The wind whipped up again, brushing his hair around his face as he stood stock still, shirt flapping against his stomach. Brendon couldn’t feel the chill like the child did. She was helpless, looking up at him with a hint of vague curiosity and terror, sniffling tears. Brendon scuffed his shoe into the pavement of the sidewalk and flexed his fingers, taking a calming breath before kneeling to get eye-to-eye with her.

Pete was ready to pounce at any moment yet he didn’t want to mess with what could be Brendon’s last reserves of control.

When Brendon reached that first trembling hand to cup her face, she flinched with fear and the abnormality of his skin. All of the flaws of being human were even more evident when looking between the two. The man was absolute perfection compared to the innocence of the child, so much so that it was indeed unnatural.
“Hey, shh, don’t cry, love.” he said wistfully, thumbing away lingering tears and trying to put on a smirk that wouldn’t otherwise frighten her more. “They won’t come back. I’m Brendon. What is your name?”

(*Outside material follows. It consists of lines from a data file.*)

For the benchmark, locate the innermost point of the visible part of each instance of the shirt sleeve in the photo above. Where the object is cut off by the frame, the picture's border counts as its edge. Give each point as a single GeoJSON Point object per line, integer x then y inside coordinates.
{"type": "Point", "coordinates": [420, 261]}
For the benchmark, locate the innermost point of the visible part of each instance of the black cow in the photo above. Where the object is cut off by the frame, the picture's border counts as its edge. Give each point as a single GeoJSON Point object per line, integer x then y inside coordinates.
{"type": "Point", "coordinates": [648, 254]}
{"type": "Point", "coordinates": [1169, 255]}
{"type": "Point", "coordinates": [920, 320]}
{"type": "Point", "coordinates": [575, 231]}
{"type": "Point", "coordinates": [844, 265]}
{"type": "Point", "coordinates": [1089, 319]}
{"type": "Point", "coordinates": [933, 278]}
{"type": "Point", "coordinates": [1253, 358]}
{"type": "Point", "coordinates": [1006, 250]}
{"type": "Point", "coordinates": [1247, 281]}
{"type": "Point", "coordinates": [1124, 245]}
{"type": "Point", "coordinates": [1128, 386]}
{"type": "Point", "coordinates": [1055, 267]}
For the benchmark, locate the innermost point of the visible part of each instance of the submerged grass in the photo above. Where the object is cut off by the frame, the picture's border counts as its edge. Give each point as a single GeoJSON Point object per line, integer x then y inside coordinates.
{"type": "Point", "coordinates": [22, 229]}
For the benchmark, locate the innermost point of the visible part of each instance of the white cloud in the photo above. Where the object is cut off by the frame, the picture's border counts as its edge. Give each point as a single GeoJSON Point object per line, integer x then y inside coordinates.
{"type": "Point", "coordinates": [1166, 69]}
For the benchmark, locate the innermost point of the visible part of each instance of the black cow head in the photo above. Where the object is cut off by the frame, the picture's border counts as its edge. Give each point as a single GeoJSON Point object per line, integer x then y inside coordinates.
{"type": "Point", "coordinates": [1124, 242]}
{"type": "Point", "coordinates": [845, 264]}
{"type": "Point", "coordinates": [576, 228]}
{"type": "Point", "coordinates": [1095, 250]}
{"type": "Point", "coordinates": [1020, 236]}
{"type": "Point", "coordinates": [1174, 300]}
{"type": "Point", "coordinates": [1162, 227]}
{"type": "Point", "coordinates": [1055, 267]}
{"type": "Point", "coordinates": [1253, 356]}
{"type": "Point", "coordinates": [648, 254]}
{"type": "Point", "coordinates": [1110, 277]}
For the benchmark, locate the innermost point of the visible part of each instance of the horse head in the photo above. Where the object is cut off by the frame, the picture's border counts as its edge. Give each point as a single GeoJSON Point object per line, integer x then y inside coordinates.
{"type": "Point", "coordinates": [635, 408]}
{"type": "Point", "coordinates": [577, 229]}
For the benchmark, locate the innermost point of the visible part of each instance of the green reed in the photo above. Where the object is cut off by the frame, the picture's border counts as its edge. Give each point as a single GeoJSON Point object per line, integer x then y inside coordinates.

She sniffled a few times and twiddled her thumbs. Pete had no idea Brendon was fairly great with children.
“M-M-Moira.”

Brendon’s grin grew warmly. “Moira, why are you here all by yourself?” He leaned forward, even closer and breaking any kind of rules regarding personal space. The murmurs were impossible to pick up from Pete’s distance as he tried to eavesdrop but only picked up the subtle nods of their heads and the reassuring smile Brendon was projecting, and doing a fucking amazing job in Pete’s opinion. He could sell snake oil with it any time he damn well pleased.

Brendon stood and took her hand in his, and with one last comforting grin, he stared pointedly forward.
“Let’s go find her then. I’m sure she’s around here somewhere looking for you too.” As he passed Pete’s dumbfounded face, Brendon shot a knowing glare in his direction, shaking his head half condescendingly and half amused.

“Still think I’m becoming the monster?”

On Pete’s list of Brendon’s Most Shocking and Profound Acts, this wouldn’t even come close to what he would do three months later.